Culled from five different series of Naida Osline’s photographic work since 2007, “Florescence” examines an arc of her practice that is focused on taxonomies of flora and fauna. The exhibition title, drawn from her photographic series of the same name, can be taken to refer to the metaphoric blooming of the various real and chimerical botanical specimens that are the subjects of her semi-documentary process—semi in the sense that, even when she is not devising some strange new hybrid species for her botanical portraits, she is never merely documenting.

Her work references the early wunderkammers of Europe, with their collections of flora and fauna, and botanical illustrations; by extension, she alludes to museological practices, and directly, by way of her subjects, to the European age of exploration, Europe’s colonial expansion, and the wunderkammer as an expression of imperial acquisition.
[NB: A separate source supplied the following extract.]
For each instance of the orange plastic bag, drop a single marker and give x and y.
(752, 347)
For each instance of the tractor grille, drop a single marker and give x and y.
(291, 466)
In her 2010 “Tattooed Tobacco” series, which traces the history of tobacco and its commerce between the Americas and Europe, Osline frames the plant’s drying leaves as substance analogous to human lungs or skin—organs both affected by the plant’s use. Pairs of leaves resemble lungs, the veins looking like bronchioles branching into each lobe. The “skin” of each tobacco leaf is literally tattooed, though with temporary ink, thus illustrating social, political and ritual associations with tobacco. Tattooed Tobacco No. 3 reveals an illustration of Columbus, and a depiction of one of his ships; No. 4 references the slave trade; the series becoming a kind of conceptual map to tobacco’s history and uses.

Naida Osline, Florescence No. 2, 2007, courtesy of the artist

Dreamt up by Osline as recombination of botanical specimens and animal or insect parts—or even manufactured objects, the images of fauna in her 2007 “Florescence” series suggest transmutation of plant, animal, human and synthetic into something novel and sentient. Her visual inventiveness brings to mind the works of Renaissance painter Giuseppe Arcimboldo, the noted court painter to the Hapsburgs whose portraits imagined people as a sum of flora and fauna. In Florescence No. 2, multiple hair-covered eyeballs spill from the mouth of a Bird of Paradise flower; teeth and palette are exposed in No. 9. These chimera offer radical possibilities, or a kind of queering of categories, and are reminiscent of her “Deeper Skin” series (not exhibited here), in which closeup photographs of human subjects reveal strange appendages.

In the “Visionary Plants” and “Poppyhead” series, Osline creates an iconography of plants used for ritual or altered consciousness. Each plant is depicted in larger-than-life scale. Sacred Datura (2010) alludes to the ubiquity of Jimsonweed, the hallucinogen used to achieve visions. In Sex of Drugs (2009), male and female cannabis plants stand side by side. In the “Poppyhead” series, the bulbous pods stand against a foreboding sky.

The categorizing and identifying that Osline does ultimately turn into interpreting and inventing, as she revisits the notion of an archive; as she probes and offers speculative possibilities, she suggests a critique of history and presents new ways of seeing the world and moving into the future.